The turbulent racial history in the United States does not make reconciliation easy. Had Southern pastors taught the gospel in full, rather than selectively, slavery may have ended earlier, he said.
As a student at Beaumont High School in the 1970s, Mike Higgins “thugged around” the neighborhood, he admitted. But when his friends weren’t looking, he would secretly study and do his homework.

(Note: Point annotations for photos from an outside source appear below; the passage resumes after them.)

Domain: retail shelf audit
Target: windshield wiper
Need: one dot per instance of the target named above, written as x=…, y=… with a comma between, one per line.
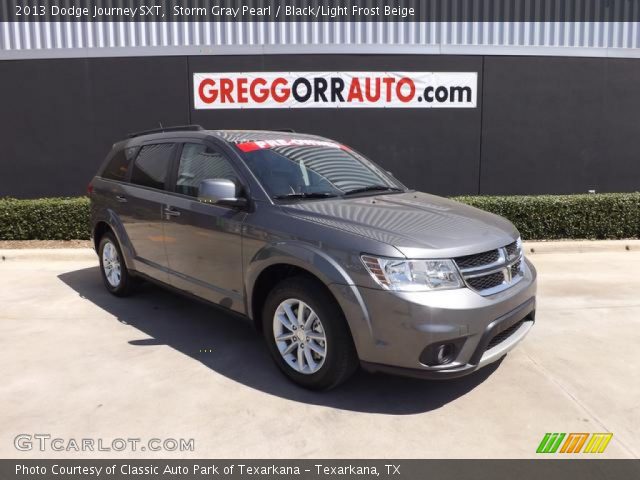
x=305, y=195
x=373, y=188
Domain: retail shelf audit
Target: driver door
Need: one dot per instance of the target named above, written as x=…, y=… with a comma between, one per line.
x=202, y=240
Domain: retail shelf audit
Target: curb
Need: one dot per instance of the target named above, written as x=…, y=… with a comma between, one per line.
x=580, y=246
x=530, y=248
x=48, y=254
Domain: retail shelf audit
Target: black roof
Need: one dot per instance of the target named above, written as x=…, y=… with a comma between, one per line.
x=231, y=136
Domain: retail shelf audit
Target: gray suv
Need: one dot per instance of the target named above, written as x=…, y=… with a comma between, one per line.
x=334, y=260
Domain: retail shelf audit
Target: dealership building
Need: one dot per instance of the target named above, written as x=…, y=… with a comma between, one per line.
x=452, y=104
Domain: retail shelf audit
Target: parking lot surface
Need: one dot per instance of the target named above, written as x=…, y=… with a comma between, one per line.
x=77, y=363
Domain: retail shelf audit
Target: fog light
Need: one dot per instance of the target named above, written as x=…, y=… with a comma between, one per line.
x=445, y=353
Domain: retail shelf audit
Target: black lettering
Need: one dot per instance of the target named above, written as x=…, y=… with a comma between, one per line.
x=428, y=94
x=442, y=94
x=460, y=91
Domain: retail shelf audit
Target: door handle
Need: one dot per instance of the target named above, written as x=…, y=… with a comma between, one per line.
x=170, y=212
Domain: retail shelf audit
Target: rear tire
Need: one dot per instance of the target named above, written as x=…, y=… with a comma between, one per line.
x=115, y=275
x=314, y=347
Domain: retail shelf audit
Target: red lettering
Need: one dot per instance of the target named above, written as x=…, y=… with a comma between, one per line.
x=282, y=95
x=242, y=90
x=210, y=94
x=412, y=90
x=355, y=91
x=388, y=81
x=367, y=90
x=226, y=89
x=258, y=95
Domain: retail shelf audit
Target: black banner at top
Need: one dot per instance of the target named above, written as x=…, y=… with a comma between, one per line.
x=320, y=10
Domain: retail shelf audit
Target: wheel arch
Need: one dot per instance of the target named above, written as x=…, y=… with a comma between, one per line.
x=277, y=262
x=111, y=223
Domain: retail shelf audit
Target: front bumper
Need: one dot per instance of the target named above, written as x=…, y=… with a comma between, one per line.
x=400, y=327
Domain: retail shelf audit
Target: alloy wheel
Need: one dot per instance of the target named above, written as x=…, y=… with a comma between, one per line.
x=299, y=336
x=111, y=264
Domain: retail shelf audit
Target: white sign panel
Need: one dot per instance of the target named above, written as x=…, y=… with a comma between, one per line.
x=335, y=90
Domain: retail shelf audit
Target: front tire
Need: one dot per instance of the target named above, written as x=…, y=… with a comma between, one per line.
x=115, y=275
x=307, y=334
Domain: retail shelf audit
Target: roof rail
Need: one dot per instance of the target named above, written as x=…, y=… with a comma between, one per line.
x=178, y=128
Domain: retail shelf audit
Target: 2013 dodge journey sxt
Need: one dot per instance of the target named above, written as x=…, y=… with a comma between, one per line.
x=335, y=261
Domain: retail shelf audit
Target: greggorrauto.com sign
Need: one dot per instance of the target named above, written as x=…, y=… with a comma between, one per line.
x=335, y=90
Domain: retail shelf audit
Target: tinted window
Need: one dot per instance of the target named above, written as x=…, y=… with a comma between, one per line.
x=199, y=162
x=117, y=167
x=152, y=164
x=308, y=169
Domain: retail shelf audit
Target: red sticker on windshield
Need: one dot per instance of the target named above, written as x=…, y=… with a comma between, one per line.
x=295, y=142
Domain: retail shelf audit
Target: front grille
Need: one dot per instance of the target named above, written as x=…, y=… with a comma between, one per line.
x=502, y=336
x=486, y=281
x=492, y=271
x=478, y=260
x=512, y=250
x=515, y=269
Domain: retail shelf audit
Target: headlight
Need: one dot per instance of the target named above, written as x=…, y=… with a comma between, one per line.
x=413, y=275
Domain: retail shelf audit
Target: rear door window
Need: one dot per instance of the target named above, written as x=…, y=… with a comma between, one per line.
x=199, y=162
x=152, y=165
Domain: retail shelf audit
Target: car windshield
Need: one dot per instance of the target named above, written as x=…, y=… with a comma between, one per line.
x=305, y=169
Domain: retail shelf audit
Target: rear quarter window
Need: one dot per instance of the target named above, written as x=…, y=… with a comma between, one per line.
x=118, y=166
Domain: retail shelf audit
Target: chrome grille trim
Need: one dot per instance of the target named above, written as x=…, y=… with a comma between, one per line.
x=483, y=278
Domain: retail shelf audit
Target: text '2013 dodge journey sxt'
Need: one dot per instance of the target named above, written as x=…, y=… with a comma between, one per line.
x=335, y=261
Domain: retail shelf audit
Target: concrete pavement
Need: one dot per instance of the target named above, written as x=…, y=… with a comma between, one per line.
x=77, y=363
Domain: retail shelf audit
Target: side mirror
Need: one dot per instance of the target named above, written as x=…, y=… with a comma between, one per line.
x=220, y=191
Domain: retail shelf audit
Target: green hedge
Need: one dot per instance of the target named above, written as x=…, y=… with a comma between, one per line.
x=551, y=217
x=544, y=217
x=44, y=219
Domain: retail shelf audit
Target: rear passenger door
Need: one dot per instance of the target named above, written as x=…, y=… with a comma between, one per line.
x=142, y=202
x=203, y=241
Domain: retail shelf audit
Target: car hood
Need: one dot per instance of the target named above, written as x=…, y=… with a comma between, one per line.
x=419, y=225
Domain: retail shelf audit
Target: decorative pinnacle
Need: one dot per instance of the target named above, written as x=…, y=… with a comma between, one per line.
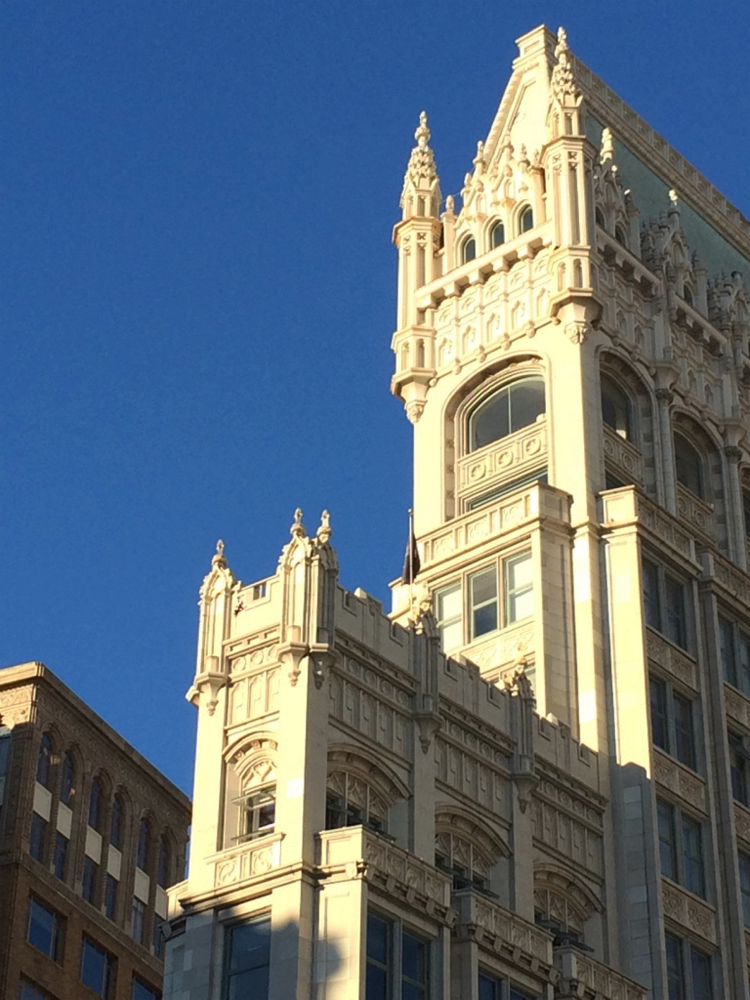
x=422, y=134
x=324, y=531
x=297, y=530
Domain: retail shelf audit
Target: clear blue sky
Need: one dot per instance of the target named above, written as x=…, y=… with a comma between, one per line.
x=197, y=289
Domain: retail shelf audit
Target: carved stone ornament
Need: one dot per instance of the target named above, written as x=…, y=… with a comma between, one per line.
x=577, y=331
x=414, y=410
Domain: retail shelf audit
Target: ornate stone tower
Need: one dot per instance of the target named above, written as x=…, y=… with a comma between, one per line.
x=380, y=811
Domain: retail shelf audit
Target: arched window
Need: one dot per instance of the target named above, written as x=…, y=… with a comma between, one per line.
x=162, y=872
x=95, y=805
x=144, y=843
x=497, y=237
x=115, y=823
x=468, y=250
x=616, y=408
x=508, y=410
x=44, y=761
x=351, y=801
x=689, y=466
x=67, y=779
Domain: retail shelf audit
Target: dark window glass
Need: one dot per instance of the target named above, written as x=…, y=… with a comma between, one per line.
x=689, y=466
x=675, y=975
x=692, y=857
x=141, y=991
x=508, y=410
x=61, y=855
x=378, y=958
x=97, y=968
x=667, y=840
x=162, y=876
x=744, y=865
x=615, y=408
x=88, y=883
x=684, y=737
x=137, y=919
x=651, y=600
x=115, y=826
x=158, y=936
x=42, y=928
x=700, y=970
x=37, y=837
x=489, y=989
x=44, y=761
x=66, y=779
x=738, y=768
x=144, y=836
x=249, y=954
x=95, y=804
x=414, y=967
x=676, y=618
x=659, y=719
x=110, y=896
x=27, y=991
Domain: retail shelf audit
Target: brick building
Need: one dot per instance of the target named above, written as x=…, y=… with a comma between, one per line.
x=91, y=837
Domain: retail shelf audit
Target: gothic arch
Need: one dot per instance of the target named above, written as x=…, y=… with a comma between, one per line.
x=562, y=898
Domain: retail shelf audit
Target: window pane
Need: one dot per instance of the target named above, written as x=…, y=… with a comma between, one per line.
x=692, y=852
x=659, y=725
x=143, y=992
x=519, y=588
x=683, y=728
x=651, y=602
x=526, y=402
x=377, y=938
x=700, y=968
x=95, y=967
x=675, y=976
x=676, y=619
x=667, y=854
x=42, y=928
x=483, y=598
x=726, y=648
x=689, y=465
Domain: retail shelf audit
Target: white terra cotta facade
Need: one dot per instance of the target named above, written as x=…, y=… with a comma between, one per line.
x=560, y=807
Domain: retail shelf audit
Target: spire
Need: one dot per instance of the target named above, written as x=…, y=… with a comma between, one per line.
x=421, y=192
x=565, y=96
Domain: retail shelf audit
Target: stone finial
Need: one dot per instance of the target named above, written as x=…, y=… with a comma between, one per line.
x=324, y=531
x=297, y=529
x=607, y=151
x=564, y=85
x=421, y=172
x=422, y=133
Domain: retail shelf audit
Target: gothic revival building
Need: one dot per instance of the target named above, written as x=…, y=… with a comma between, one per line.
x=91, y=837
x=532, y=778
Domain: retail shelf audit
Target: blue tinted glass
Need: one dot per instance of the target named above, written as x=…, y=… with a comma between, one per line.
x=377, y=939
x=250, y=946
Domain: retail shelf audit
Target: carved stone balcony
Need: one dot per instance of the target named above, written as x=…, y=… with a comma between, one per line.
x=622, y=457
x=245, y=861
x=586, y=979
x=508, y=459
x=504, y=515
x=695, y=512
x=356, y=852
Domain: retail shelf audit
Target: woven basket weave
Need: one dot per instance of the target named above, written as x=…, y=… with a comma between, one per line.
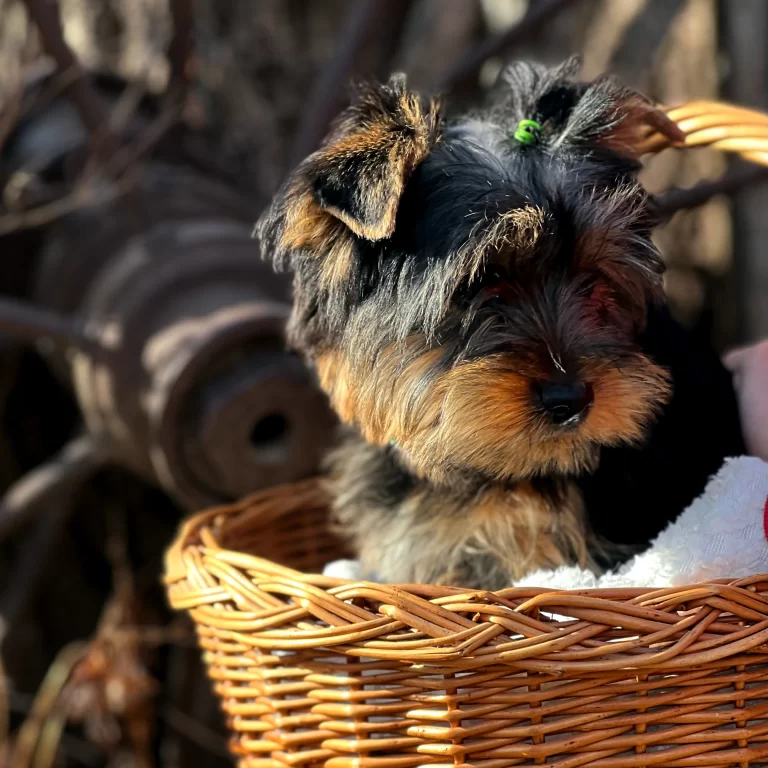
x=316, y=671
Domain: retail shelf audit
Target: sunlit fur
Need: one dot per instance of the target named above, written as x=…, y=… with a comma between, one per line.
x=443, y=273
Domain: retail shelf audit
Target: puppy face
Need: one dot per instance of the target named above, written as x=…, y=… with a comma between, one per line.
x=474, y=301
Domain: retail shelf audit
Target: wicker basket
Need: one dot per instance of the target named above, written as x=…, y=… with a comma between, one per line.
x=315, y=671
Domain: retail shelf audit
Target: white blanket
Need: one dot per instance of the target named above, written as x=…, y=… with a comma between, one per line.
x=721, y=535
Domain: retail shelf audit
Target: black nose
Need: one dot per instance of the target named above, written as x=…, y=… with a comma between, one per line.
x=564, y=402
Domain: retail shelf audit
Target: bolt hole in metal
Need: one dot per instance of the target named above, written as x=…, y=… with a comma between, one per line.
x=269, y=437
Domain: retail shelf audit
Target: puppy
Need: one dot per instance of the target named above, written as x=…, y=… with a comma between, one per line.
x=483, y=303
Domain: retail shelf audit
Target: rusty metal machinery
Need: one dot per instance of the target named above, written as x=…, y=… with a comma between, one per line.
x=160, y=315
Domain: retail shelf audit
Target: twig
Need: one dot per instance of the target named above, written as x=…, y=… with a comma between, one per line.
x=641, y=41
x=469, y=67
x=731, y=182
x=180, y=49
x=45, y=15
x=5, y=706
x=366, y=25
x=87, y=191
x=29, y=738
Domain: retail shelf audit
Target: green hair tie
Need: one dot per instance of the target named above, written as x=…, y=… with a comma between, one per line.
x=527, y=132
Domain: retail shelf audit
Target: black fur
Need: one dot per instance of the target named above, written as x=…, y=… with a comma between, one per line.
x=540, y=256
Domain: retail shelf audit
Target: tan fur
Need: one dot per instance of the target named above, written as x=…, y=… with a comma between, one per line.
x=480, y=414
x=639, y=119
x=484, y=541
x=308, y=226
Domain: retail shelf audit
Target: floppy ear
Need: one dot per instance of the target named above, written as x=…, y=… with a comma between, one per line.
x=360, y=173
x=355, y=180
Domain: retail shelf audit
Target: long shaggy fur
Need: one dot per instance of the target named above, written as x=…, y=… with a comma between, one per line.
x=444, y=275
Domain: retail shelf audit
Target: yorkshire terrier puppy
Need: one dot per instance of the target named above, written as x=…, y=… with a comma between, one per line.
x=483, y=304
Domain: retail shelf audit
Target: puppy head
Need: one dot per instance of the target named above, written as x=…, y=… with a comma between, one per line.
x=473, y=299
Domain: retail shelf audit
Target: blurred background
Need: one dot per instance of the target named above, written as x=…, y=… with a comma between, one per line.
x=142, y=371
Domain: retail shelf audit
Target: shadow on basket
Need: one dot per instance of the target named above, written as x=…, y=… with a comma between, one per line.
x=312, y=670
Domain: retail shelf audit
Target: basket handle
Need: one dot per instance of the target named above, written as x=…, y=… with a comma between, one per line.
x=722, y=126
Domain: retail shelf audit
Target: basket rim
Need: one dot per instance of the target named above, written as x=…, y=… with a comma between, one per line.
x=203, y=531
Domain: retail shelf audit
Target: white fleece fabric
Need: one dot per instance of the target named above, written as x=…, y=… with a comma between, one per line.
x=721, y=535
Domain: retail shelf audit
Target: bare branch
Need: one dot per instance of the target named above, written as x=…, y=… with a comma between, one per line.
x=731, y=182
x=181, y=48
x=468, y=68
x=45, y=15
x=371, y=23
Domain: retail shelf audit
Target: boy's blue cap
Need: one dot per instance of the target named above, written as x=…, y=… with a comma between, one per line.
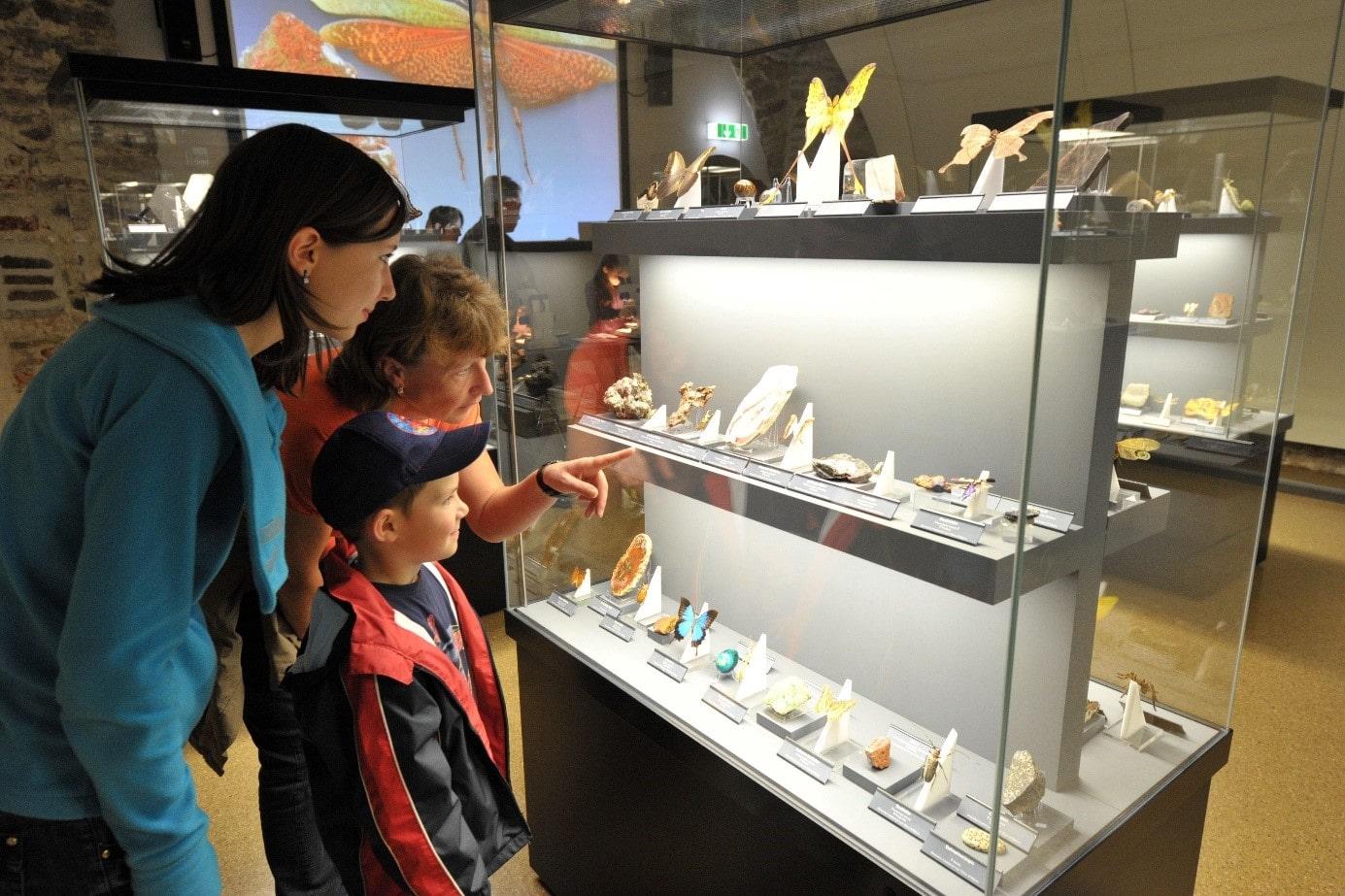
x=376, y=455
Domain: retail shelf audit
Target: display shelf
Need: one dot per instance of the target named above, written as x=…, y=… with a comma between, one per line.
x=1261, y=422
x=1009, y=237
x=1230, y=331
x=984, y=571
x=1113, y=775
x=1137, y=518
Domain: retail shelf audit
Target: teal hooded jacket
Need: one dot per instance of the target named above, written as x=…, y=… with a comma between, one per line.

“I was digging a hole out of prison with a spoon, but I wasn’t going to tell anyone,” said Higgins.
Higgins graduated from University of Missouri–St. Louis with a degree in biology, served as U.S. Army chaplain for 30 years, then pursued his masters in theology at Covenant Theological Seminary in Creve Coeur.
On Jan. 17, Higgins began his first day as the dean of students at the seminary, an agency of the Presbyterian Church in America. He is the only African American on staff and one of only 40 black pastors among the domination’s 3,000-some clergy.
Many of his friends and family have asked him why he chose this denomination, especially because he was ordained as a pastor in a predominately African-American church in 1985.
“The songs they sang in chapel were different, but I knew this was where I needed to be,” he said.
“I think that God was trying to say to me that reconciliation not only between races, but cultures and denominations, is at the heart of the gospel.”